Lord's Day Liturgy

The Good Old News

I heard something like this recently: there is freedom that comes from reading and remembering old things. Forgetting (the good things) makes us cultists of the new.

The news is a blessing in that it informs us about recent and (possibly) important events. That information isn’t always encouraging (or true), but making informed decisions is preferable to ignorant decisions.

Of course there is a liturgy to the “breaking” news, a bias we learn to put on what is up to the minute. But there should be a balance, holding what is recent in context with what we remember.

The liturgy of the Lord’s Table helps. When Paul remembered what he had received from the Lord, and reminded the Corinthians about it, he repeats that the Lord Jesus Himself repeated the act of remembering.

For I received from the Lord what I also delivered to you, that the Lord Jesus on the night when he was betrayed took bread, and when he had given thanks, he broke it, and said, “This is my body, which is for you.

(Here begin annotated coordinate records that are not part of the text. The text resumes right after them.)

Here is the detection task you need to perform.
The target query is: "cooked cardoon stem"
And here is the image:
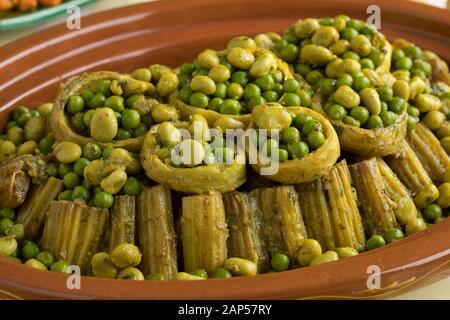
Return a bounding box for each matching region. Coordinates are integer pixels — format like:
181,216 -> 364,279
105,195 -> 136,252
297,160 -> 365,252
349,158 -> 397,235
223,189 -> 270,273
377,158 -> 420,225
406,123 -> 450,185
181,191 -> 228,273
17,177 -> 63,239
386,141 -> 439,208
41,200 -> 108,274
137,185 -> 178,279
261,186 -> 308,261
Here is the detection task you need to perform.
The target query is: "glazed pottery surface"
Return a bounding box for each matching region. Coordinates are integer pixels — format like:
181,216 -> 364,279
0,0 -> 450,299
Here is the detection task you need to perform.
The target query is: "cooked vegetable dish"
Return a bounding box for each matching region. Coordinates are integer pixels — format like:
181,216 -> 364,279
0,15 -> 450,281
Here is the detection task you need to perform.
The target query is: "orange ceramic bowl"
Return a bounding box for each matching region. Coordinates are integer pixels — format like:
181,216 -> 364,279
0,0 -> 450,299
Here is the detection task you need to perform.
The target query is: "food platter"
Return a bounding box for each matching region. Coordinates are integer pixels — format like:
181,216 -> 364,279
0,0 -> 450,299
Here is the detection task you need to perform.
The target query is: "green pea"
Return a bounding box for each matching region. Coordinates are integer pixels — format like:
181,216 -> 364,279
342,116 -> 361,128
395,57 -> 413,70
72,186 -> 91,202
231,71 -> 248,87
45,163 -> 58,177
58,163 -> 73,178
294,113 -> 314,130
388,97 -> 406,114
328,104 -> 347,120
0,218 -> 14,234
423,203 -> 442,222
295,63 -> 311,77
359,58 -> 375,70
278,149 -> 289,161
247,96 -> 266,112
270,70 -> 284,84
404,45 -> 423,59
83,142 -> 102,161
115,128 -> 133,140
93,191 -> 114,209
383,228 -> 405,243
67,96 -> 84,114
255,74 -> 275,90
21,241 -> 41,260
105,96 -> 125,112
87,92 -> 106,109
36,251 -> 55,268
156,148 -> 171,161
219,99 -> 241,115
366,234 -> 386,250
134,122 -> 148,137
262,90 -> 278,102
288,141 -> 309,159
296,90 -> 312,108
305,70 -> 323,86
270,252 -> 290,272
79,88 -> 95,102
342,27 -> 358,41
125,94 -> 142,108
211,268 -> 233,278
17,112 -> 33,127
5,223 -> 25,240
73,158 -> 90,177
63,172 -> 81,189
380,111 -> 397,127
407,106 -> 420,117
281,127 -> 300,143
95,79 -> 112,97
377,87 -> 394,102
392,48 -> 405,61
244,83 -> 261,101
280,43 -> 299,63
227,83 -> 244,99
122,109 -> 141,129
70,113 -> 86,132
50,260 -> 70,273
366,114 -> 383,129
0,208 -> 16,220
308,130 -> 325,149
281,93 -> 301,107
283,79 -> 300,93
353,76 -> 370,92
189,92 -> 209,108
350,106 -> 369,124
123,177 -> 141,196
336,73 -> 353,88
413,60 -> 433,77
58,190 -> 73,201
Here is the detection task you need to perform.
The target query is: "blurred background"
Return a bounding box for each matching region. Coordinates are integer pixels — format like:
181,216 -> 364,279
0,0 -> 450,300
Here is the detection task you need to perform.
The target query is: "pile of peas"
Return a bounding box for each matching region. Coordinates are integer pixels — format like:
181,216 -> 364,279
263,114 -> 325,161
46,141 -> 142,209
178,37 -> 311,115
65,65 -> 178,142
0,208 -> 70,273
275,16 -> 407,129
0,103 -> 55,163
156,115 -> 237,168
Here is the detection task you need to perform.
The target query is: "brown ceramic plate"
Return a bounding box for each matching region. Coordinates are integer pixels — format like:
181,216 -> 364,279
0,0 -> 450,299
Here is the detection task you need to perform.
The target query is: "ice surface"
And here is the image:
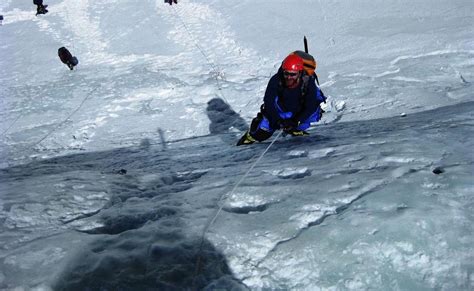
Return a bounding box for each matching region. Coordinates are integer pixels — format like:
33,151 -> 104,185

Do this in remembrance of me.” In the same way also he took the cup, after supper, saying, “This cup is the new covenant in my blood. Do this, as often as you drink it, in remembrance of me.” (1 Corinthians 11:23–25 ESV)

“In remembrance” is fine, it could also be understood as do this for or unto remembrance. We eat and drink not only because of what’s in mind, but the bread and wine get it into our mind. We have all we need because the Lord Jesus died and rose again for our salvation. “Remember Jesus Christ, risen from the dead” (2 Timothy 2:8).